# 1 year old Agir daughter 4 sale



## Will Carter (Aug 14, 2006)

[admin note] If there is any interest in this dog please contact the seller for information on this dog. Classified ad removed per my response at the end of this thread.


----------



## Kristina Senter (Apr 4, 2006)

Heya Will,
How big is this female?


----------



## Connie Sutherland (Mar 27, 2006)

Replies should go to PMs or the contact info given. Thanks. :>)


----------



## Tim Martens (Mar 27, 2006)

Connie Sutherland said:


> Replies should go to PMs or the contact info given. Thanks. :>)


just curious as to why. if you're going to allow people to use the site as a classified ad, why not allow replies? maybe it will save someone from having to send a PM if the question was asked already...


----------



## Connie Sutherland (Mar 27, 2006)

Tim Martens said:


> just curious as to why. if you're going to allow people to use the site as a classified ad, why not allow replies? maybe it will save someone from having to send a PM if the question was asked already...

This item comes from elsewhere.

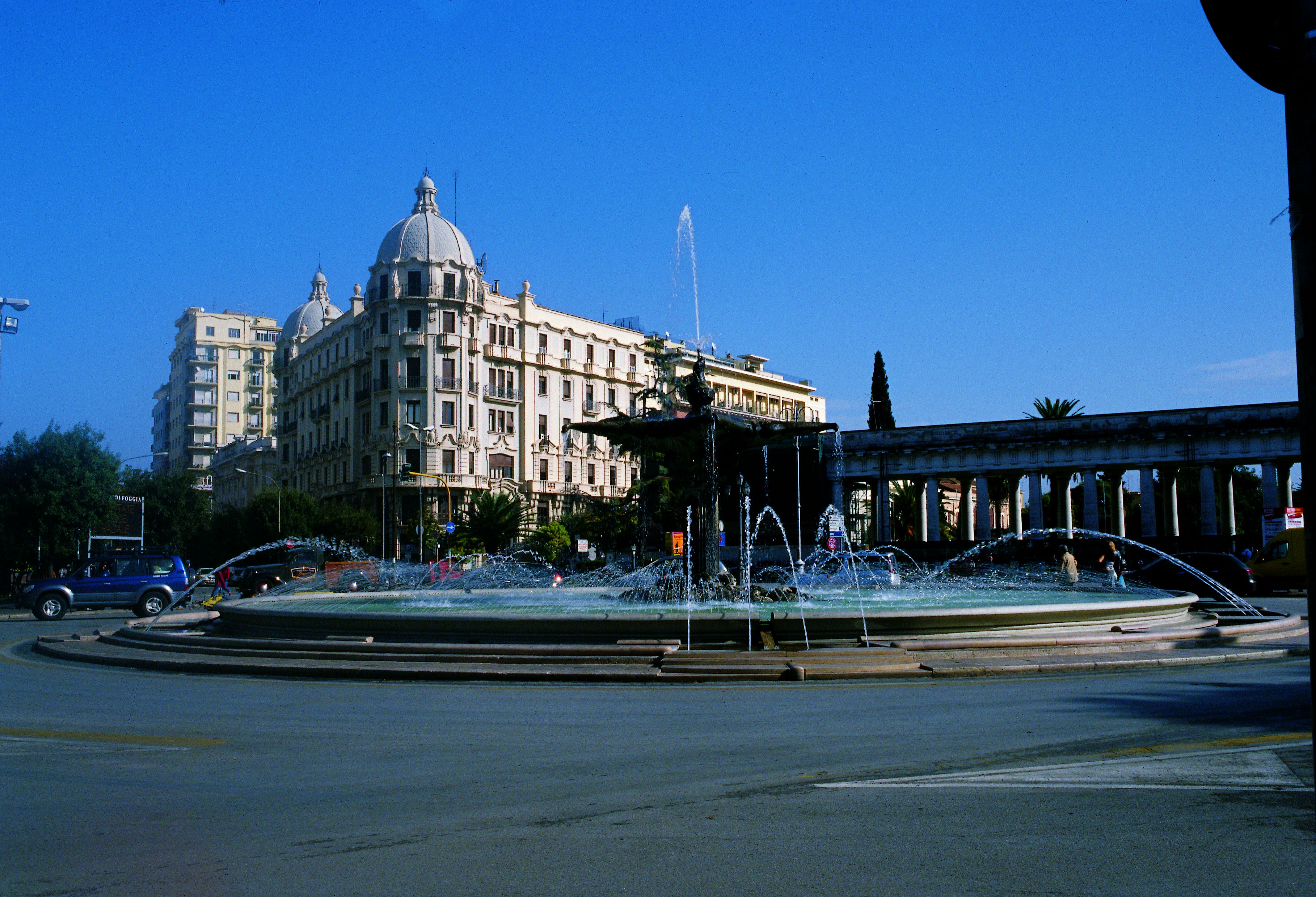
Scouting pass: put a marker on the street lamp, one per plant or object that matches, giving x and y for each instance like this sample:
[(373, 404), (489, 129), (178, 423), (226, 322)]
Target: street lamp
[(275, 486), (8, 324), (383, 500)]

Well, it was kinda up in the air about allowing it at all...... then the idea of warranties (express or implied), prices discussed, maybe haggling, and so on, seemed like the wrong road (for the board, I mean) to go down.......

So it ended up that yes, members can post the notice if they ask beforehand, but negotiations, warranties, prices, details, and terms are discussed elsewhere. That seemed like the best blanket policy.

No implication that any of this applies here -- this is just the policy.


----------



## Mike Schoonbrood (Mar 27, 2006)

I locked this thread till I could get off the phone.

There is a reason I never added a classifieds section to this forum. I don't mind people posting a dog for sale once in a while under certain conditions. Namely, someone who frequently contributes to this forum and someone who asks permission from either me or one of the moderators first.

This thread does not meet either criterea.


----------